By applying a mathematical framework to the data, though, the team was able to define a cutoff for authentic protein interaction modules, Menche explained. "The first aim in this paper was to derive a mathematical theory in order to quantify if we can actually use — and to what resolution we can use — this interactome network to identify disease models."
The method, called percolation theory, has been well established and widely applied in statistical physics, he said. "We needed to adapt it a little bit and tweak it here and there, but the basic tool was really already there."
Based on 141,296 documented physical protein interactions and more than 2,400 disease-associated genes, the team found that disease modules could be discernable for diseases that had been linked to alterations in at least 25 different genes.
As such, the current interactome approach is limited to complex human diseases, Menche said, noting that "monogenic diseases would need a different kind of framework."
When the team looked at interaction modules for diseases with known biological similarities — say, rheumatoid arthritis and multiple sclerosis — it found that the modules were closer than usual in the wider interactome.
The modules for various diseases fell more closely to one another when the conditions shared gene ontology assignments (indicative of their biological function), researchers reported. Diseases with modules near one another were also more likely to produce comparable symptoms, co-morbidities, and/or gene expression consequences in various tissues, the researchers reported.
"Indeed, disease models that overlap in a network sense represent diseases that are more similar in many aspects, starting from similarities of the genes that are involved that are part of similar functions or pathways, all the way up to clinical features of the disease such as similar symptoms or comorbidities," Menche said.
By extrapolating from that, the group demonstrated that it's possible to tap into 3D distances between disease module pairs to detect shared molecular underpinnings for different conditions.

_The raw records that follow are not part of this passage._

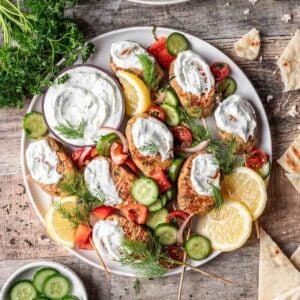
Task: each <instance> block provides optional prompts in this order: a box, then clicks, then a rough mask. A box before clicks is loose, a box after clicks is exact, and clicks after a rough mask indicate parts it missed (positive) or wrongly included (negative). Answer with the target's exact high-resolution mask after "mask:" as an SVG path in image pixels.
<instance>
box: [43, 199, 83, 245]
mask: <svg viewBox="0 0 300 300" xmlns="http://www.w3.org/2000/svg"><path fill="white" fill-rule="evenodd" d="M77 200H78V198H77V197H76V196H70V197H65V198H61V199H59V200H55V201H58V202H59V203H60V204H61V207H62V208H63V209H65V210H66V211H68V212H70V213H72V212H73V211H74V209H75V208H76V206H77ZM45 223H46V229H47V232H48V234H49V236H50V237H51V238H52V239H53V240H54V241H56V242H57V243H59V244H61V245H63V246H65V247H69V248H73V247H74V233H75V230H74V229H73V228H72V226H71V224H70V222H69V221H68V220H66V219H65V218H63V217H62V215H61V213H60V212H58V211H57V209H56V208H55V204H54V203H53V205H51V207H50V208H49V210H48V211H47V213H46V216H45Z"/></svg>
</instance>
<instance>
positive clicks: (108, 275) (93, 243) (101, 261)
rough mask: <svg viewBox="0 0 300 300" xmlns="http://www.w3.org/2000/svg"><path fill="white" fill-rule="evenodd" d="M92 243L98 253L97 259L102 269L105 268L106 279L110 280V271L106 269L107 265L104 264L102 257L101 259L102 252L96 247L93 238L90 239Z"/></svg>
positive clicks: (96, 254)
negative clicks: (106, 266) (109, 271)
mask: <svg viewBox="0 0 300 300" xmlns="http://www.w3.org/2000/svg"><path fill="white" fill-rule="evenodd" d="M90 243H91V245H92V247H93V249H94V250H95V252H96V255H97V257H98V259H99V261H100V264H101V266H102V268H103V270H104V272H105V276H106V278H110V274H109V272H108V270H107V268H106V265H105V263H104V261H103V259H102V257H101V254H100V252H99V251H98V249H97V248H96V246H95V244H94V242H93V240H92V238H90Z"/></svg>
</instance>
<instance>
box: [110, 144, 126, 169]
mask: <svg viewBox="0 0 300 300" xmlns="http://www.w3.org/2000/svg"><path fill="white" fill-rule="evenodd" d="M110 156H111V159H112V161H113V162H114V163H115V164H117V165H121V164H123V163H124V162H125V161H126V159H127V157H128V154H127V153H123V146H122V145H120V144H118V143H113V144H112V145H111V148H110Z"/></svg>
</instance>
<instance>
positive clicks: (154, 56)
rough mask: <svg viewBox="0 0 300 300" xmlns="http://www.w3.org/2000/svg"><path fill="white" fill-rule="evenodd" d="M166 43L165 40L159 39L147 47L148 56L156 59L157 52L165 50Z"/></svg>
mask: <svg viewBox="0 0 300 300" xmlns="http://www.w3.org/2000/svg"><path fill="white" fill-rule="evenodd" d="M166 43H167V38H166V37H160V38H159V39H158V40H156V41H155V42H154V43H153V44H152V45H151V46H150V47H148V49H147V50H148V52H149V53H150V54H152V55H153V56H154V57H155V58H157V57H158V54H159V52H160V51H161V50H163V49H165V48H166Z"/></svg>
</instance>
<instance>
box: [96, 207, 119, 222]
mask: <svg viewBox="0 0 300 300" xmlns="http://www.w3.org/2000/svg"><path fill="white" fill-rule="evenodd" d="M115 211H116V209H115V208H114V207H112V206H106V205H101V206H97V207H95V208H94V209H93V210H92V214H93V216H95V217H96V218H97V219H102V220H104V219H106V218H107V217H109V216H111V215H112V214H113V213H114V212H115Z"/></svg>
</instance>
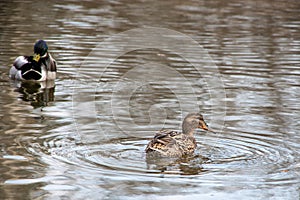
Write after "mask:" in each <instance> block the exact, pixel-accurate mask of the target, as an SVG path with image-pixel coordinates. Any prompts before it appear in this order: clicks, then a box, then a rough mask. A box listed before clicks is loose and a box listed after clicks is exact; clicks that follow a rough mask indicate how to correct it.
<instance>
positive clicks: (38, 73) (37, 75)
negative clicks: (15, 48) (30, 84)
mask: <svg viewBox="0 0 300 200" xmlns="http://www.w3.org/2000/svg"><path fill="white" fill-rule="evenodd" d="M22 77H23V78H24V79H26V80H40V79H41V78H42V74H41V73H40V72H39V71H36V70H33V69H31V70H29V71H26V72H24V73H23V74H22Z"/></svg>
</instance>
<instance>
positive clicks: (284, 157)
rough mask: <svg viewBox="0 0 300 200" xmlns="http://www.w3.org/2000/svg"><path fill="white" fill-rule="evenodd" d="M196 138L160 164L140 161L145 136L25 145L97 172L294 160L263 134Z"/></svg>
mask: <svg viewBox="0 0 300 200" xmlns="http://www.w3.org/2000/svg"><path fill="white" fill-rule="evenodd" d="M52 137H53V136H52ZM55 137H56V136H55ZM262 138H263V139H262ZM196 139H197V141H198V148H197V150H196V152H195V155H194V156H191V157H189V158H184V159H177V160H172V159H170V160H162V162H161V160H160V162H155V161H154V162H148V161H147V160H146V156H145V153H144V149H145V147H146V145H147V142H148V139H147V138H143V139H142V138H134V137H132V138H114V139H110V140H108V141H105V142H95V143H88V144H82V143H80V142H79V143H78V142H75V141H74V140H69V139H66V138H64V137H61V136H60V137H56V138H48V139H47V138H43V140H44V141H43V143H42V144H39V145H34V144H32V145H31V151H34V152H36V153H37V152H39V153H43V154H48V155H49V154H50V155H51V156H53V157H54V158H55V159H59V160H61V161H63V162H67V163H71V164H73V165H78V166H81V167H87V168H91V169H93V170H99V171H101V173H108V174H110V175H113V174H132V173H134V174H135V175H137V176H153V175H154V176H157V175H161V174H168V175H172V174H173V175H176V174H184V175H200V176H201V175H203V174H205V173H207V172H217V173H222V172H224V170H225V171H227V172H228V171H231V172H234V171H240V170H249V169H251V170H258V171H259V170H262V171H265V173H267V174H268V173H270V174H272V173H277V172H280V171H284V169H288V167H289V165H290V164H291V163H292V162H293V161H294V159H295V155H294V154H293V153H292V152H291V151H290V150H289V149H288V148H287V147H283V146H281V145H279V144H280V142H281V140H280V139H278V140H276V139H272V140H268V137H267V136H263V135H260V136H259V135H255V136H253V135H252V134H250V133H243V134H242V136H241V135H234V134H230V135H226V136H224V135H219V134H217V135H211V134H205V135H201V136H197V137H196ZM37 148H39V149H40V150H38V149H37ZM41 150H42V151H41ZM271 166H272V167H271ZM274 169H275V171H274ZM151 174H152V175H151Z"/></svg>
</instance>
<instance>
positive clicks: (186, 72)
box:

The investigators identified more than 700 such instances of disease module overlap — sometimes involving conditions that would not be classified together based on their clinical features and/or genetic risk profiles alone.
For example, they saw network ties between the liver condition hepatic cirrhosis and asthma, as well as overlap between asthma and celiac disease modules. The gout module turned up near the module for glioma, which in turn had modular overlap with myocardial infarction, and so on.
The disease-related insights that may be gleaned from the interactome are expected to increase dramatically with the addition of new genetic associations and protein-protein interaction profiles.
The team made its dataset of module distances between disease pairs available to other researchers as part of the paper's supplementary material in the hopes that it will serve as a resource for future medical and/or systems biology studies.
The supplementary material also describes a strategy for using the network as a source of information to sift through nominal associations in genes that may be relevant to particular diseases based on their position in the network.
"In a sense, we hope to give input to interested medical communities so they can go through these long lists and find the particular pairs that are most surprising and interesting to them," Menche said.
Ideally, he and his colleagues would like to present the interactome data in an interactive and easy-to-view manner, though that remains challenging. At the moment, they are looking at the feasibility of folding as many data types as possible — perhaps including DNA methylation patterns and/or other epigenetic data — into networks to study individual diseases.
The group is also interested in applying its disease module strategy to tissue-specific interactome maps, Menche said.